Sus descripciones, con un lenguaje ligero pero exacto, son tremendamente evocadoras: produce, como la buena literatura, la sensación de que uno está realmente recordando lo que se narra. El relato del primer amor es realmente mágico, y captura la nostalgia infinita de pensar que eso, precisamente el momento que se está viviendo, es la felicidad más alta que se habrá de conseguir nunca. Leyéndolo se vuelve a sentir un eco placentero. Nos volvemos a preguntar si podemos, hoy, nosotros, de alguna manera, recrear esa felicidad. Cuánto daríamos por hacerlo. Y recordamos una y otra vez ese momento en el bosque, con Helena, sintiéndolo.
Está todo narrado desde la visión de un niño, pero la magia del relato es cómo captura la transición de fase.
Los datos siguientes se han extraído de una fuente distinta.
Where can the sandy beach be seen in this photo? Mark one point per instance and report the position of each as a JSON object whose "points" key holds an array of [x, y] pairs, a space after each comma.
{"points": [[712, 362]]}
El primer verano es aún inocente, y así lo transmite su lenguaje, a pesar (o probablemente también ayudado por) los trágicos momentos que describe. En segundo verano ya se ha producido el tránsito, y el lenguaje es ya, muy sutilmente, adulto, en su estado más primigenio. Quizá sea el tránsito ese invierno oscuro, transcurrido como a lo largo de un túnel. Bajo la mirada no severa, sino infinitamente triste, de Jesús. Qué manera de hablar de una época.
Y leyendo esta tremendísima metáfora siento que hay algo en ese libro que se ha perdido, que las nuevas generaciones no podrán entender, añadiría que afortunadamente. Tal vez fue mi generación, y no toda, la última que puede entender su fuerza. Me pregunto cuántos libros más del pasado no estamos hoy entendiendo adecuadamente. Pero esta es otra historia, y deberá ser contada en otra ocasión.